Abrams has said she could wait until the fall to decide whether to pursue the presidency next year. But the political analysis blog FiveThirtyEight questions that strategy. It found that recent presidential nominees have typically ramped up their presidential campaigns by at least the spring of the odd-numbered year before the election.
Another option: In case Abrams chooses not to run against Perdue next year, some people are starting to think about Jen Jordan making the transition from state senator to U.S. senator.
They aren’t all necessarily Democrats.
Jordan appears to already have a tracker recording her movements with the aim of helping an opponent in the future.
The state senator testified this past week before the U.S. Senate Judiciary Committee in opposition to a federal bill that would ban most abortions after 20 weeks of pregnancy.
She drew parallels to Georgia's own 2012 law restricting abortions at 20 weeks, and she discussed the state's soaring maternal mortality rate and its dwindling health care options in rural areas.
Jordan also talked about House Bill 481, the "heartbeat bill" that would replace the current state law with a ban at about six weeks into a pregnancy, before most women even know they are pregnant.
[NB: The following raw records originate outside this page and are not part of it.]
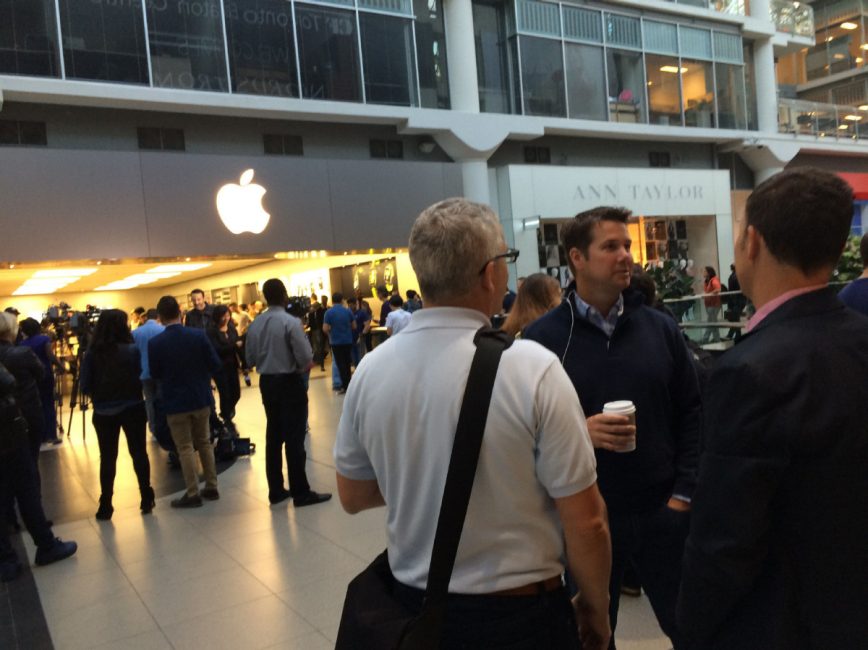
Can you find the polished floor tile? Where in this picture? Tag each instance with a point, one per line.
(237, 573)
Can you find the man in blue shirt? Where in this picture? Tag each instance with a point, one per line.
(855, 294)
(182, 361)
(339, 325)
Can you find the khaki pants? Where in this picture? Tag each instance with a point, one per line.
(189, 431)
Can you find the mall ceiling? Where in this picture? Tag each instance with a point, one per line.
(106, 272)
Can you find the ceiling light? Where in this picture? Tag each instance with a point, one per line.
(179, 268)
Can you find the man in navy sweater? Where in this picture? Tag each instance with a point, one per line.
(615, 348)
(182, 361)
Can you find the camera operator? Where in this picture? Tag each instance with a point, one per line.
(19, 481)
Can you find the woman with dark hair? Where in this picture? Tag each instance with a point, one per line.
(42, 348)
(225, 340)
(711, 284)
(538, 294)
(110, 375)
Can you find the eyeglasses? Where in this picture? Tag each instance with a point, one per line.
(509, 257)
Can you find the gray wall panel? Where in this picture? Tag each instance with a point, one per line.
(380, 200)
(58, 204)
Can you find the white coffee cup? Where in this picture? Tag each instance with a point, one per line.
(623, 407)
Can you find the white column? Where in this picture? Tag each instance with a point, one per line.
(461, 55)
(764, 73)
(474, 174)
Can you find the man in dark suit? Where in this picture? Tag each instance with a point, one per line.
(182, 361)
(777, 555)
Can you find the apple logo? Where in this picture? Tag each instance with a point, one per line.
(240, 206)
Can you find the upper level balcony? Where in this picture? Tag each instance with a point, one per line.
(823, 120)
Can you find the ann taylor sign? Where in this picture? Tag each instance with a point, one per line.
(559, 192)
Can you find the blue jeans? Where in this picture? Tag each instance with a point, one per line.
(542, 622)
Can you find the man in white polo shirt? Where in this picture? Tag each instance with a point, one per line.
(535, 484)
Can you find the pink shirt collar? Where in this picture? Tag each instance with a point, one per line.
(770, 306)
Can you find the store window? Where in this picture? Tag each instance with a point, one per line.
(542, 74)
(28, 38)
(328, 53)
(186, 41)
(586, 81)
(104, 41)
(731, 96)
(260, 35)
(387, 53)
(626, 86)
(498, 84)
(697, 83)
(664, 95)
(431, 54)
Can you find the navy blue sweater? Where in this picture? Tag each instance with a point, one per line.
(645, 361)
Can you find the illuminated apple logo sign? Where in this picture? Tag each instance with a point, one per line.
(240, 206)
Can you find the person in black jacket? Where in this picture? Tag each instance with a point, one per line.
(777, 556)
(224, 338)
(110, 374)
(19, 481)
(614, 348)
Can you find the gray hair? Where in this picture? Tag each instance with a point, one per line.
(449, 243)
(8, 327)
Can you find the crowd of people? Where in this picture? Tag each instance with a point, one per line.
(737, 498)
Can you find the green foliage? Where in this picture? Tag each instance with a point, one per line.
(672, 281)
(850, 265)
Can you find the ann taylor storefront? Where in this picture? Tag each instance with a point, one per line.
(680, 215)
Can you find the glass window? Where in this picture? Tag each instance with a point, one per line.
(387, 54)
(186, 41)
(626, 86)
(328, 53)
(664, 96)
(731, 98)
(28, 38)
(697, 83)
(431, 54)
(542, 73)
(497, 81)
(586, 81)
(261, 47)
(104, 41)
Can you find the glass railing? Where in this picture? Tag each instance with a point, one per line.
(822, 120)
(792, 17)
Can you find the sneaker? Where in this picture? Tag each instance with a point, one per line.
(187, 502)
(211, 494)
(59, 550)
(311, 499)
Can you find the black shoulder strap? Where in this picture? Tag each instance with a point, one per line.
(490, 344)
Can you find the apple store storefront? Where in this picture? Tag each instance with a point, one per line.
(119, 229)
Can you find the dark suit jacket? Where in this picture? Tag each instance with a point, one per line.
(182, 360)
(777, 557)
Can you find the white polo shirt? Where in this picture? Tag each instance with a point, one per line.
(535, 447)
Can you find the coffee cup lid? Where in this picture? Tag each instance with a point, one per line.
(620, 406)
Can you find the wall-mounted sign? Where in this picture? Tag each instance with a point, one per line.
(240, 206)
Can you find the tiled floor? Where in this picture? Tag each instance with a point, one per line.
(235, 574)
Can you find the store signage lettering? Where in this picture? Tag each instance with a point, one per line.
(637, 192)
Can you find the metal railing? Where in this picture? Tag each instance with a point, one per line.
(792, 17)
(822, 120)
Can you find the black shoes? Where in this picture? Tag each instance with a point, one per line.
(211, 494)
(187, 502)
(105, 511)
(277, 497)
(311, 499)
(148, 501)
(59, 550)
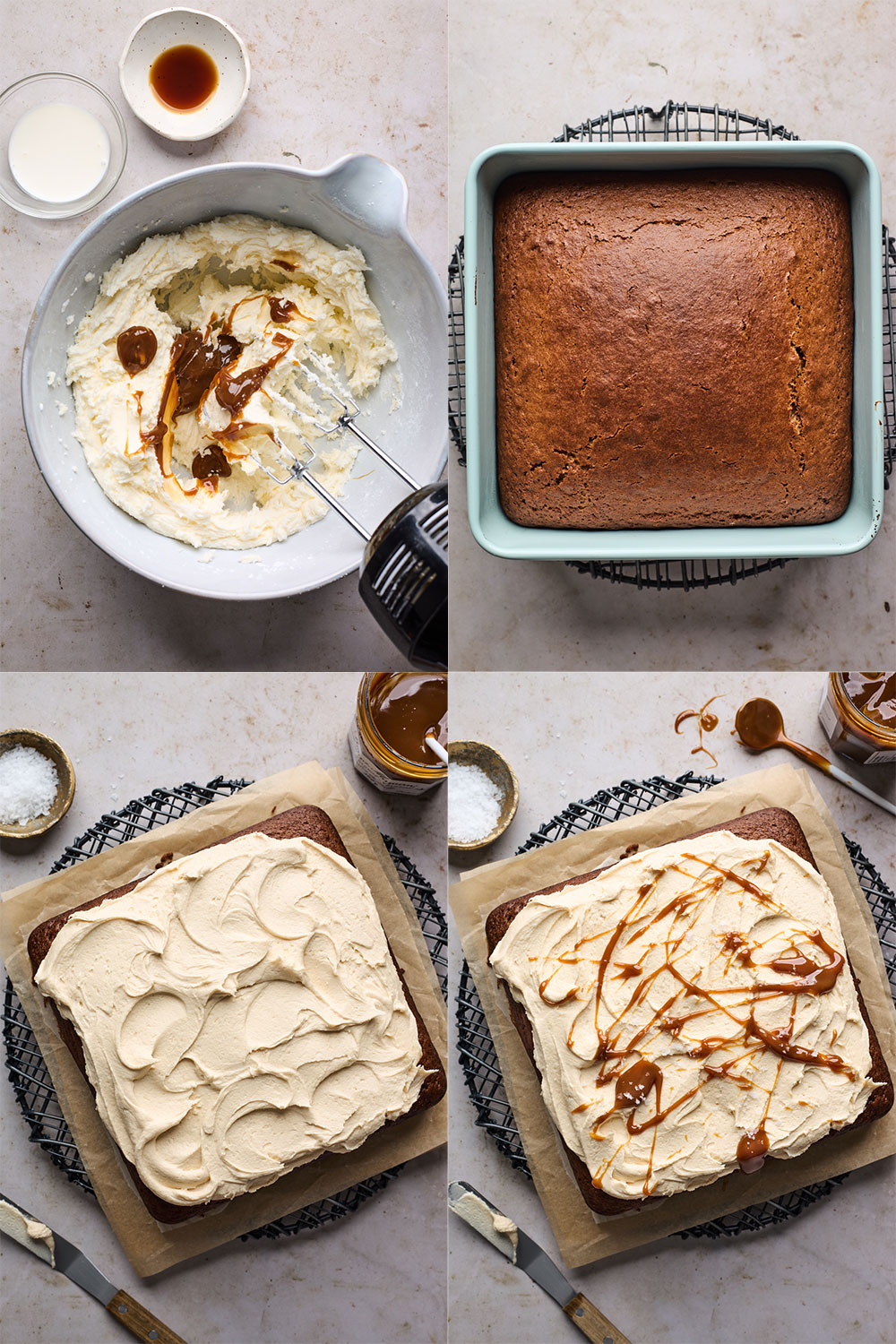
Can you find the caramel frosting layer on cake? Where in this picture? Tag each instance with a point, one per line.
(241, 1013)
(692, 1012)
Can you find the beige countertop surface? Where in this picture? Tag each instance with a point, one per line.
(325, 82)
(374, 1277)
(821, 1279)
(519, 73)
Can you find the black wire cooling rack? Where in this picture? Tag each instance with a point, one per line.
(474, 1046)
(675, 121)
(30, 1075)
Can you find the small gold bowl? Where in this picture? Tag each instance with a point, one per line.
(501, 776)
(24, 836)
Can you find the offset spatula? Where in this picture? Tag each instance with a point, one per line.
(72, 1262)
(525, 1254)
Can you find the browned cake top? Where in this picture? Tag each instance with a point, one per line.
(673, 349)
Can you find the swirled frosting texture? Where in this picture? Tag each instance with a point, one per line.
(692, 1012)
(241, 1013)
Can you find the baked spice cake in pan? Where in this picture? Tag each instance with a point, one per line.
(238, 1013)
(673, 349)
(691, 1011)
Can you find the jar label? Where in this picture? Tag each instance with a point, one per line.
(373, 771)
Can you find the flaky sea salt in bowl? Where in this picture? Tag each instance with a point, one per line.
(482, 796)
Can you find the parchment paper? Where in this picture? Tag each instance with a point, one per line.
(150, 1245)
(584, 1236)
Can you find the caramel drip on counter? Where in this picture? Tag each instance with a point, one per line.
(707, 722)
(635, 1082)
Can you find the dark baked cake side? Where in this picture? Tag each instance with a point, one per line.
(673, 349)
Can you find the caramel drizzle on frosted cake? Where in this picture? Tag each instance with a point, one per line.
(629, 1056)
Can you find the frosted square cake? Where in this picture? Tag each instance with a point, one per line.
(238, 1013)
(691, 1011)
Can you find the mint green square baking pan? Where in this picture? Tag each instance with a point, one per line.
(856, 527)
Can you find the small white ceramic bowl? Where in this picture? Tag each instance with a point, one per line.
(185, 27)
(56, 88)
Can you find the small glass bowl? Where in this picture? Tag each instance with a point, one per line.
(35, 91)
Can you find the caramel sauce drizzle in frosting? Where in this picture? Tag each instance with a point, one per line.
(201, 365)
(641, 1081)
(707, 722)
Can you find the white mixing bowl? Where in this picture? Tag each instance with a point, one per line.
(359, 201)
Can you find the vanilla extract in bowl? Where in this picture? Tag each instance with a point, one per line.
(183, 77)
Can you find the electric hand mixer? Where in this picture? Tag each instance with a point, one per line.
(403, 575)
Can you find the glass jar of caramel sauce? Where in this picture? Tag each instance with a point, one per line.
(395, 711)
(858, 715)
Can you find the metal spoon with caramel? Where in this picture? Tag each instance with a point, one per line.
(759, 726)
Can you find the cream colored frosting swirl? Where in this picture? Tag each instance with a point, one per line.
(692, 1012)
(29, 1231)
(241, 1013)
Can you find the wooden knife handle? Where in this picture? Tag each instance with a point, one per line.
(592, 1322)
(140, 1322)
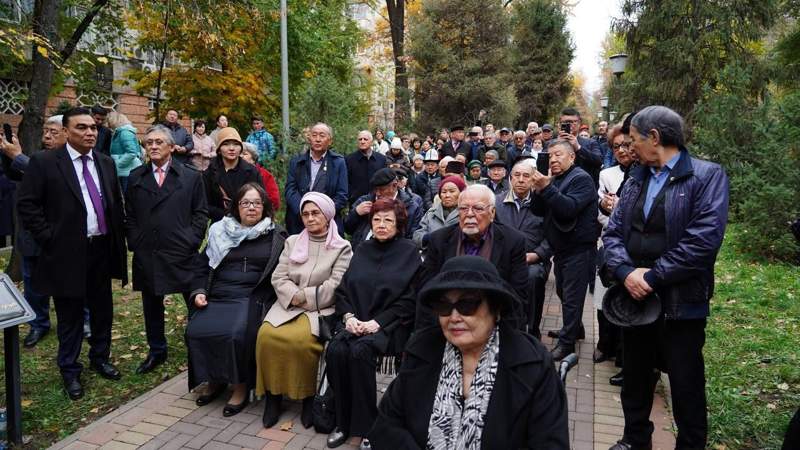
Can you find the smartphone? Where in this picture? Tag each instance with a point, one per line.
(7, 132)
(543, 163)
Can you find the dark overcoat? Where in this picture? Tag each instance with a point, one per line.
(50, 206)
(165, 227)
(527, 408)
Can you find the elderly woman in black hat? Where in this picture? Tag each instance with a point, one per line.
(474, 382)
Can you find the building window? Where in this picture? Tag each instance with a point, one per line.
(11, 95)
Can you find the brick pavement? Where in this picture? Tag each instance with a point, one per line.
(167, 417)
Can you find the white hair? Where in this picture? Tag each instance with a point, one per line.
(59, 120)
(481, 190)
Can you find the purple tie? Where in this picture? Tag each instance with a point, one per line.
(94, 194)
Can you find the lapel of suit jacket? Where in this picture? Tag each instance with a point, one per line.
(68, 172)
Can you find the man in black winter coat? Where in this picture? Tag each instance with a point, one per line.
(568, 202)
(167, 216)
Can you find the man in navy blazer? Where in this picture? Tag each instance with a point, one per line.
(71, 202)
(319, 169)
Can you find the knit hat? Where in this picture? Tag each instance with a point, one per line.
(455, 180)
(469, 273)
(227, 134)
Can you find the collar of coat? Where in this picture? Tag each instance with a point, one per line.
(683, 168)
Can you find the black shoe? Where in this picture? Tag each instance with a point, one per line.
(560, 352)
(232, 410)
(34, 337)
(211, 396)
(73, 388)
(599, 356)
(106, 370)
(336, 438)
(150, 363)
(307, 416)
(622, 444)
(272, 410)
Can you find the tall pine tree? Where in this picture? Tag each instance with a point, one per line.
(460, 61)
(540, 58)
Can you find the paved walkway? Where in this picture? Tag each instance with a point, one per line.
(167, 417)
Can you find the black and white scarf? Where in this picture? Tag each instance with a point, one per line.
(455, 423)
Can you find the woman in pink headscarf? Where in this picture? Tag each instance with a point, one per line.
(309, 270)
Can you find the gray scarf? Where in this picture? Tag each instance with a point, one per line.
(456, 423)
(228, 233)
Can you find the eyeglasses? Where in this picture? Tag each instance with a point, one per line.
(307, 214)
(477, 209)
(465, 306)
(251, 204)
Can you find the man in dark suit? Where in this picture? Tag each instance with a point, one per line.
(319, 169)
(104, 134)
(166, 221)
(477, 233)
(588, 155)
(456, 143)
(71, 203)
(361, 166)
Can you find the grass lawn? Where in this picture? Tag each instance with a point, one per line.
(49, 415)
(752, 350)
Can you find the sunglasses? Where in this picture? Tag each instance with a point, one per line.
(465, 306)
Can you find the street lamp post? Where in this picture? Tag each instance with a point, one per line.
(284, 76)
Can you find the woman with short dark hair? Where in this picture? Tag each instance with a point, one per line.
(232, 296)
(375, 308)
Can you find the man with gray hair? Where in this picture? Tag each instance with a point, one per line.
(361, 166)
(663, 238)
(477, 234)
(567, 199)
(514, 210)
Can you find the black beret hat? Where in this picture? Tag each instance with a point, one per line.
(383, 177)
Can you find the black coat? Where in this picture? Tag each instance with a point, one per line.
(360, 170)
(217, 179)
(165, 227)
(50, 205)
(262, 298)
(508, 256)
(527, 409)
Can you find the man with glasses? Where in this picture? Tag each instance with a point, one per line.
(361, 166)
(477, 234)
(567, 199)
(167, 214)
(587, 151)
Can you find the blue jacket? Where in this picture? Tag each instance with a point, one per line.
(696, 207)
(331, 181)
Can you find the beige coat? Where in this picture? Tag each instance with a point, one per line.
(324, 268)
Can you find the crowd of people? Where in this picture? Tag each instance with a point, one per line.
(428, 256)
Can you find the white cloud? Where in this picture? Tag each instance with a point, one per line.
(588, 24)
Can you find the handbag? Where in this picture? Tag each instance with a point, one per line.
(325, 333)
(323, 412)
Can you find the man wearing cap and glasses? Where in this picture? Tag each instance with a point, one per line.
(384, 185)
(663, 237)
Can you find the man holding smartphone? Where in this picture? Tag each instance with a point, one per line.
(587, 152)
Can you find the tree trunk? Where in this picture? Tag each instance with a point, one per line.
(45, 24)
(397, 25)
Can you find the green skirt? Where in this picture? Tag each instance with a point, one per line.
(287, 358)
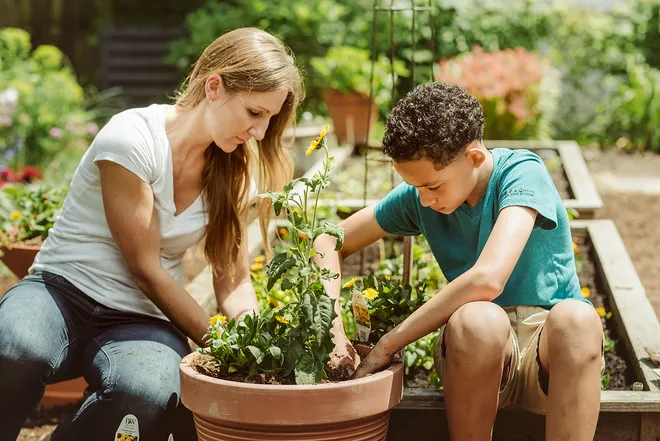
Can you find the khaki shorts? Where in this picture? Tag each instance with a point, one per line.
(522, 385)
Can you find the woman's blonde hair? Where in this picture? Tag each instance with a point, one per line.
(248, 60)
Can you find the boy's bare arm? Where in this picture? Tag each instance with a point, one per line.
(483, 282)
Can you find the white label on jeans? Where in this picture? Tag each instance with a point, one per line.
(128, 429)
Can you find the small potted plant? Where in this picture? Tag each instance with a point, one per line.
(345, 73)
(267, 375)
(27, 213)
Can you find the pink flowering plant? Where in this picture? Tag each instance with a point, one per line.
(42, 106)
(28, 212)
(516, 88)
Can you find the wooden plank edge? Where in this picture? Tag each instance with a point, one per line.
(632, 309)
(577, 173)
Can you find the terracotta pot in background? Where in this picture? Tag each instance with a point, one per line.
(350, 114)
(19, 259)
(347, 411)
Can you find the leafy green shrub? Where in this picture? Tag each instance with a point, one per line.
(348, 69)
(41, 103)
(631, 119)
(291, 338)
(28, 211)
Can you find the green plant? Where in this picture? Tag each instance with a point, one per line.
(389, 303)
(294, 338)
(348, 69)
(28, 211)
(41, 103)
(631, 119)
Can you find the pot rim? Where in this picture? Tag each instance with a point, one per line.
(186, 368)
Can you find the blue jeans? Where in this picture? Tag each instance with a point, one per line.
(50, 331)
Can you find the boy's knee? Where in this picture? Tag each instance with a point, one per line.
(574, 332)
(477, 330)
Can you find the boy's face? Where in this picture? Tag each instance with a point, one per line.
(446, 189)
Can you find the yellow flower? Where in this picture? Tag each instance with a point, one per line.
(370, 293)
(218, 318)
(281, 319)
(350, 283)
(318, 141)
(311, 148)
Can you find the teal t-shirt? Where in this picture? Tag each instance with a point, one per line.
(545, 273)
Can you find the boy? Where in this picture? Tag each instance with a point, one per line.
(514, 328)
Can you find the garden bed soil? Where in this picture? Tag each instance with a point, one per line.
(348, 179)
(622, 374)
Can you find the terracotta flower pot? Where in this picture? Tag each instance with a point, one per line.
(19, 258)
(350, 114)
(350, 410)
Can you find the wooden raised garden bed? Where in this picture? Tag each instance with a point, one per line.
(625, 414)
(563, 158)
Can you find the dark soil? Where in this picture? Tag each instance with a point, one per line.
(622, 375)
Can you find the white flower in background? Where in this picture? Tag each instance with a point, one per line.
(8, 100)
(92, 128)
(56, 132)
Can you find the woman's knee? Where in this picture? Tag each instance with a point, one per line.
(477, 331)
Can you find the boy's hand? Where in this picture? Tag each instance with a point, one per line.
(377, 360)
(344, 354)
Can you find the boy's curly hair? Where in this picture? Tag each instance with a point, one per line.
(435, 120)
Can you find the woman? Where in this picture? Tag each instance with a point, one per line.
(104, 297)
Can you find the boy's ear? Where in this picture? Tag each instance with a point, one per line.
(475, 154)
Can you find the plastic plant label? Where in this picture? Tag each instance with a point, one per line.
(128, 429)
(361, 314)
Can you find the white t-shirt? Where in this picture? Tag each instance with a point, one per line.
(80, 246)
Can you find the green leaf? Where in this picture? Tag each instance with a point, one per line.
(280, 264)
(286, 284)
(332, 230)
(307, 370)
(275, 352)
(323, 318)
(256, 353)
(307, 306)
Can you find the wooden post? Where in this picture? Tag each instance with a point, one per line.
(408, 243)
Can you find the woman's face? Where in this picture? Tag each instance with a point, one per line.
(233, 119)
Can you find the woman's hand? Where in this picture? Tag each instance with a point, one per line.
(344, 355)
(378, 359)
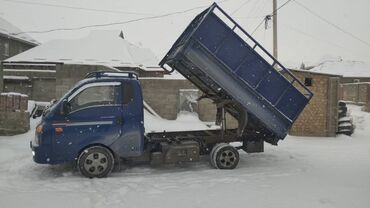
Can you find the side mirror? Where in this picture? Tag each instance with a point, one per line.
(65, 107)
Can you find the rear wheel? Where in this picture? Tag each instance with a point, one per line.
(225, 156)
(95, 162)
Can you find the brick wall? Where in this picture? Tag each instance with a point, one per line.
(367, 103)
(355, 92)
(320, 117)
(14, 118)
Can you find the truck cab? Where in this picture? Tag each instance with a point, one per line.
(104, 109)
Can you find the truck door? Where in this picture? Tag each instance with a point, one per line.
(131, 141)
(95, 116)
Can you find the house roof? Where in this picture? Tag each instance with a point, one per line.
(313, 72)
(344, 68)
(98, 48)
(9, 30)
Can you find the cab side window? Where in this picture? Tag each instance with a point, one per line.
(95, 96)
(128, 93)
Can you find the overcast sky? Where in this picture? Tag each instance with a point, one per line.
(303, 37)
The same issue brought national attention to Jordan when she opposed the bill in a speech last month that went viral.
As Jordan left the Judiciary Committee hearing room in Washington, somebody assumed tracker duties, silently filming her before a Capitol Hill staffer and police officer stepped in.
Jordan was asked whether she changed any minds during her D.C. appearance.
“I’m pretty sure I absolutely didn’t,” she said. “But you have to start these conversations, and the whole point is maybe we’ll have less political grandstanding and more conversations.”
Jordan didn’t answer questions about her political future but did say “what I have realized in life is to never say never.”